英文:
How to obtain the interval limits from a decision tree with scikit-learn?
问题
你可以通过以下方式获取类似所需的分割点数组:
import numpy as np
# 你的树节点分割描述
tree_structure = "|--- feature_0 <= 0.08\n| |--- class: 0\n|--- feature_0 > 0.08\n| |--- feature_0 <= 8.50\n| | |--- feature_0 <= 1.50\n| | | |--- class: 1\n| | |--- feature_0 > 1.50\n| | | |--- class: 1\n| |--- feature_0 > 8.50\n| | |--- feature_0 <= 60.25\n| | | |--- class: 0\n| | |--- feature_0 > 60.25\n| | | |--- class: 0"
# 从树结构中提取分割点限制
limits = []
lines = tree_structure.split("\n")
for line in lines:
if "<=" in line or ">" in line:
limit = float(line.split()[-1])
limits.append(limit)
# 添加负无穷和正无穷
limits.insert(0, -np.inf)
limits.append(np.inf)
# 打印结果
print(limits)
这段代码会从你的决策树结构描述中提取出分割点的限制,并添加负无穷和正无穷作为数组的第一个和最后一个元素,得到你所需的分割点数组。
英文:
Say I am using the titanic dataset, with the variable age only:
import pandas as pd
data = pd.read_csv('https://www.openml.org/data/get_csv/16826755/phpMYEkMl')[["age", "survived"]]

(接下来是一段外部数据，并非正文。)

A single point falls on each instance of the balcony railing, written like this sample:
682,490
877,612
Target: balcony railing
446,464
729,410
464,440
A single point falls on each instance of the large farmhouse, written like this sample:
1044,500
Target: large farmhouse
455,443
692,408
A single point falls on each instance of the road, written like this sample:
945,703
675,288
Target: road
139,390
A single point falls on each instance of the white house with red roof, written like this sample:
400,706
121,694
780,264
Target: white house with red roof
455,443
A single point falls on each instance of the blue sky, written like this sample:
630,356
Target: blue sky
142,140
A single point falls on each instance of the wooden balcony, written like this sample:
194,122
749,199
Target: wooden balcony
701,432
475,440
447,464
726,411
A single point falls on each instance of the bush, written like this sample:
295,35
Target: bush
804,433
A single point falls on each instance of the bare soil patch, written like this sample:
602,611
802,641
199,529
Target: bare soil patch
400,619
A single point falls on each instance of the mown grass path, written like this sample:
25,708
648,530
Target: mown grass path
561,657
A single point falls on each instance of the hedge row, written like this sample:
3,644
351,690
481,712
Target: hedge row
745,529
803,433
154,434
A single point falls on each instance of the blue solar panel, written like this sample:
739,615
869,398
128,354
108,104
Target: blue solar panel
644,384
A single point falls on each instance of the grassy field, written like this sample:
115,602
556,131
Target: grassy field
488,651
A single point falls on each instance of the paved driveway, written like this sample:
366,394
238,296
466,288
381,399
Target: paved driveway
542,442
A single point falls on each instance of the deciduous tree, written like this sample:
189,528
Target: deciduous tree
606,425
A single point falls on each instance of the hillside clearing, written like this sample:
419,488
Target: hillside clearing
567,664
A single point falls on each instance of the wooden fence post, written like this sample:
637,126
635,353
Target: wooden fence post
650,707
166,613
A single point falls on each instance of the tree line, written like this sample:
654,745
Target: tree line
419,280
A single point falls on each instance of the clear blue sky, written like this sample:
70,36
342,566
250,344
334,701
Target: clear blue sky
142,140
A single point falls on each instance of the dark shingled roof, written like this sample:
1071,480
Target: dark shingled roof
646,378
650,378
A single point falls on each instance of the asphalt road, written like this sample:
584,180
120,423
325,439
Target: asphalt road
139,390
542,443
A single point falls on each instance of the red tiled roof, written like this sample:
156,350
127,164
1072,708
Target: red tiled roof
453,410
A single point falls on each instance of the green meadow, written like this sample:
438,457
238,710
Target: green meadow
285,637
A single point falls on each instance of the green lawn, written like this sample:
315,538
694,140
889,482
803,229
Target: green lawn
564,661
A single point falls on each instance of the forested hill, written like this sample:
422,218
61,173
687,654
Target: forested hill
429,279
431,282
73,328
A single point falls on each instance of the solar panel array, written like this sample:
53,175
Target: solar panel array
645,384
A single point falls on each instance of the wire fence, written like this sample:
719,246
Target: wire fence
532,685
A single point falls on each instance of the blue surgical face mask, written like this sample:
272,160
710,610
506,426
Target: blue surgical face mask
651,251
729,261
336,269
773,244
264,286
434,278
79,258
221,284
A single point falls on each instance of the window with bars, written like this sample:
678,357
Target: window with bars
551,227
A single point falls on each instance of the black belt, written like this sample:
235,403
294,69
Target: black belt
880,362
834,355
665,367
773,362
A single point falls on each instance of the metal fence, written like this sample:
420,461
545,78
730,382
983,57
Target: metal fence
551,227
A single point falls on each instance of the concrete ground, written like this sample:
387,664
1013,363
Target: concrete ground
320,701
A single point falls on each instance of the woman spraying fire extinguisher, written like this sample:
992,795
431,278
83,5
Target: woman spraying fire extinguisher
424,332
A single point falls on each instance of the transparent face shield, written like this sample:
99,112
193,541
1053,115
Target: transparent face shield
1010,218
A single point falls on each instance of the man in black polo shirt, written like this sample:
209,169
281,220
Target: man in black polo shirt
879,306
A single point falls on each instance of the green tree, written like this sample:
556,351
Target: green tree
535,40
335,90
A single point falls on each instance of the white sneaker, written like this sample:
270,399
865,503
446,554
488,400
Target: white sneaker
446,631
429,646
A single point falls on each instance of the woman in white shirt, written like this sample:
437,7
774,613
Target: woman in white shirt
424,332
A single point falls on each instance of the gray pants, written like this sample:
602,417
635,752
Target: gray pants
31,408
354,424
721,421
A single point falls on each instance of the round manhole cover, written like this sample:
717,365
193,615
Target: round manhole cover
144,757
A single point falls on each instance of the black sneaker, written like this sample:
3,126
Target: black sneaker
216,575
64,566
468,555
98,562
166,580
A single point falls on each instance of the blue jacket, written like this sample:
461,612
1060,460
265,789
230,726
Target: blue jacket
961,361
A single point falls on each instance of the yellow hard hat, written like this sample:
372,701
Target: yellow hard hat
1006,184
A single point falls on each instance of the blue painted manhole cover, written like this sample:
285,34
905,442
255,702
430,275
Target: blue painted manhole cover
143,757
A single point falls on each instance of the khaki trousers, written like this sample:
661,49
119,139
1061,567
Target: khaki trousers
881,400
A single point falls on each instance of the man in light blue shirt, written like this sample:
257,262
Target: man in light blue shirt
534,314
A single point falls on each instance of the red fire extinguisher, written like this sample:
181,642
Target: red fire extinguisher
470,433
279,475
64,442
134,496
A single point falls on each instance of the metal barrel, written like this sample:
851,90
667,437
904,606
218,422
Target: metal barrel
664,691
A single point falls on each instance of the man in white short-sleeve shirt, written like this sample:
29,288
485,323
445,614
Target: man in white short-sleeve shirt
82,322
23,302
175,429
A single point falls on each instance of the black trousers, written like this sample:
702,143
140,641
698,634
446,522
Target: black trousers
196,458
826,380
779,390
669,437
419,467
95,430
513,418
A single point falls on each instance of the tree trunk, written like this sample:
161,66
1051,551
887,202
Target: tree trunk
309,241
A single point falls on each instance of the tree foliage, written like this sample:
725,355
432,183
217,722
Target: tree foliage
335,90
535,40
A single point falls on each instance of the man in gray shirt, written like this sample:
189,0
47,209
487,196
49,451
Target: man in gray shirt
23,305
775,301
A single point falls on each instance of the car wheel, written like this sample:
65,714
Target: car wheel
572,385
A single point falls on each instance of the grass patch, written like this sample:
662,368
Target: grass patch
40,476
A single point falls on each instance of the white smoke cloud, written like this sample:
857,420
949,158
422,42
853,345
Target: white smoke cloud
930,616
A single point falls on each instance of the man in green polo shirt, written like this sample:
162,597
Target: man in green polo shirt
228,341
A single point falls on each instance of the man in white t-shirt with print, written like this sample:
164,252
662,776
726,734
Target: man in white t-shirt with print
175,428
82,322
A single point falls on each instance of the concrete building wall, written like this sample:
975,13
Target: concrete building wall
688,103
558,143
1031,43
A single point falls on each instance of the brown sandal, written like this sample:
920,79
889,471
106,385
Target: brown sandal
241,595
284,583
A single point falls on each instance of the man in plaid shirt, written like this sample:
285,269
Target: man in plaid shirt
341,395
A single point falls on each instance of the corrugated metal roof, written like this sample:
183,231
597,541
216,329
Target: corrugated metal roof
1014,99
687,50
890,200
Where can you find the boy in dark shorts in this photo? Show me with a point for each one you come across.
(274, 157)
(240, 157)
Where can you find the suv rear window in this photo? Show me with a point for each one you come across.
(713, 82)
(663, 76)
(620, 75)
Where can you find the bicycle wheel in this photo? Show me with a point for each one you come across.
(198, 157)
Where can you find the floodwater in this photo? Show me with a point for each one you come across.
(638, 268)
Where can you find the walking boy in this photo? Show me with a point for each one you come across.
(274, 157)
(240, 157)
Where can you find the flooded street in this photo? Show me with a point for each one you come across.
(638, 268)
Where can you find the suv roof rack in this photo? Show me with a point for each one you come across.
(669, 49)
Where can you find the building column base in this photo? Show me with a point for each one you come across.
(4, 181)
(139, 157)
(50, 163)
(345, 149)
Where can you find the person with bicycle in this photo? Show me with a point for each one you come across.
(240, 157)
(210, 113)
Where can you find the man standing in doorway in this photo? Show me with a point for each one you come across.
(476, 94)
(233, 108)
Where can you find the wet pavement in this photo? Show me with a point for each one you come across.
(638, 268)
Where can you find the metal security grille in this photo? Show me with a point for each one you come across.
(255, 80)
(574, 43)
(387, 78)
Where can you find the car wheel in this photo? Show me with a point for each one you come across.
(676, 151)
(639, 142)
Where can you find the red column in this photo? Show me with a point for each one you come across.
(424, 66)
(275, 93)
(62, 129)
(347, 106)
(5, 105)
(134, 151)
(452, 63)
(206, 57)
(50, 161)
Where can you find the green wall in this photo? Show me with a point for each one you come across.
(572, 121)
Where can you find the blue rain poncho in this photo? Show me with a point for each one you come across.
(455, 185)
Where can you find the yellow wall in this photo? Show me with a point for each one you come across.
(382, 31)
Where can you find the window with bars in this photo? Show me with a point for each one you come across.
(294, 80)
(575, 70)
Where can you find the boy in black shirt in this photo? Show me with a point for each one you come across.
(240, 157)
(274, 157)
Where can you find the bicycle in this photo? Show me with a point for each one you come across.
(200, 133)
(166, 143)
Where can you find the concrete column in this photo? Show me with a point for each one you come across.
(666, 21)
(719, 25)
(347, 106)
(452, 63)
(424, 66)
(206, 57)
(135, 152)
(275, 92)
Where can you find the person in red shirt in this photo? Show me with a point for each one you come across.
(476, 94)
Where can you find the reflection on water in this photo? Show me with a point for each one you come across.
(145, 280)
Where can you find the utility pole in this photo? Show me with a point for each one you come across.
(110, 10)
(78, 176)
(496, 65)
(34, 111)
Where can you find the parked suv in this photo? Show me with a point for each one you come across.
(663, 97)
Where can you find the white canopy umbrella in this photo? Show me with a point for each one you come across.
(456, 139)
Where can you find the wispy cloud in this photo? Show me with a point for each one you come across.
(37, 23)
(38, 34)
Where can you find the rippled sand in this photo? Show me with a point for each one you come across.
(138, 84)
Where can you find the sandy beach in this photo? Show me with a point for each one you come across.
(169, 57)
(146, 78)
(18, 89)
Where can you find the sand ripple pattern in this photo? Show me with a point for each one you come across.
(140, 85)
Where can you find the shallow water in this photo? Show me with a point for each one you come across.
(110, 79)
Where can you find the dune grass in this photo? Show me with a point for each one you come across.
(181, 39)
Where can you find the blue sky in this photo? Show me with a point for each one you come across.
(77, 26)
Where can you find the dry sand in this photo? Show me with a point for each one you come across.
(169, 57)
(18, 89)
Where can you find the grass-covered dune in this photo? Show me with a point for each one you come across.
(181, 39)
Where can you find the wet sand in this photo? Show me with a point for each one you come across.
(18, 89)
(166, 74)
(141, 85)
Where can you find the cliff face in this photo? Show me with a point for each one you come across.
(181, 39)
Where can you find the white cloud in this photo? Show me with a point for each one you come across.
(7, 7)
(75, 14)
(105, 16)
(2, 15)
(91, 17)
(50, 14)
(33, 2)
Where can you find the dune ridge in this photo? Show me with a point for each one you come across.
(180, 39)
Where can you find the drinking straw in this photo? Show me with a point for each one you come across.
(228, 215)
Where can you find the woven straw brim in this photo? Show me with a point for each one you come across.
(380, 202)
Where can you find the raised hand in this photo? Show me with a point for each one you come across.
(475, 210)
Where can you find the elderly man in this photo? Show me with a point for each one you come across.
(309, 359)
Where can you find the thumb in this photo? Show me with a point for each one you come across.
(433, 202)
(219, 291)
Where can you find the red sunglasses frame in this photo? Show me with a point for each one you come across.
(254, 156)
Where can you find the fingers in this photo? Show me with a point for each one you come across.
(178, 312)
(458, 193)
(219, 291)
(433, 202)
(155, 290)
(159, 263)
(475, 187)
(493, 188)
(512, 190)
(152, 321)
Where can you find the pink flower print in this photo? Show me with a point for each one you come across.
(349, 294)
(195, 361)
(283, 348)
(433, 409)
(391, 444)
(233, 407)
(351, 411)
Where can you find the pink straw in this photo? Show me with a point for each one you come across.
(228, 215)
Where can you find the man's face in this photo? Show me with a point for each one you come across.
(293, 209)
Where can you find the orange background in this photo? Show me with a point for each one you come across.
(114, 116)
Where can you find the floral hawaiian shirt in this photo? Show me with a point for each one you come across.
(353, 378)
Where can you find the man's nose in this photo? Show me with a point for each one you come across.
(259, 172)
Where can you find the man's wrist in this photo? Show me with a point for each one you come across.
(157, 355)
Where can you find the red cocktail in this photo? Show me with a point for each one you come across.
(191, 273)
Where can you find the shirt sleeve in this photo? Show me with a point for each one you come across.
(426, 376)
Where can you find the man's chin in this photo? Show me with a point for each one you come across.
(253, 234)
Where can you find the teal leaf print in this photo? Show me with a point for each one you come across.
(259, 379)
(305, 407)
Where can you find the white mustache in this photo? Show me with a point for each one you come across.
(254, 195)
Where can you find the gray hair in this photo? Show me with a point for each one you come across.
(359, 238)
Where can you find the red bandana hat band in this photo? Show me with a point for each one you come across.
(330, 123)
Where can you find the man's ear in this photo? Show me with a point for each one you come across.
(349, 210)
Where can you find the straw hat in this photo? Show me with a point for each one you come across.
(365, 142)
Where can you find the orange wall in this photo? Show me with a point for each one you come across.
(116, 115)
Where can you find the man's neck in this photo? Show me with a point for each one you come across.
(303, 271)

data = data.replace('?', np.nan)
data = data.fillna(0)
print(data)
the result:
age survived
0 29 1
1 0.9167 1
2 2 0
3 30 0
4 25 0
... ... ...
1304 14.5 0
1305 0 0
1306 26.5 0
1307 27 0
1308 29 0
[1309 rows x 2 columns]
Now I train a decision tree to predict survival from age:
from sklearn.tree import DecisionTreeClassifier
tree_model = DecisionTreeClassifier(max_depth=3)
tree_model.fit(data['age'].to_frame(),data["survived"])
And if I print the structure of the tree:
from sklearn import tree
print(tree.export_text(tree_model))
I obtain:
|--- feature_0 <= 0.08
| |--- class: 0
|--- feature_0 > 0.08
| |--- feature_0 <= 8.50
| | |--- feature_0 <= 1.50
| | | |--- class: 1
| | |--- feature_0 > 1.50
| | | |--- class: 1
| |--- feature_0 > 8.50
| | |--- feature_0 <= 60.25
| | | |--- class: 0
| | |--- feature_0 > 60.25
| | | |--- class: 0
These means that the final division for every node is:
0-0.08 ; 0.08-1.50; 1.50-8.50 ; 8.50-60; >60
My question is, how can I capture those limits in an array that looks like this:
[-np.inf, 0.08, 1.5, 8.5, 60, np.inf]
Thank you!
答案1
得分: 3
决策分类器,在这种情况下 `tree_model` 具有名为 `tree_` 的属性,允许访问底层属性。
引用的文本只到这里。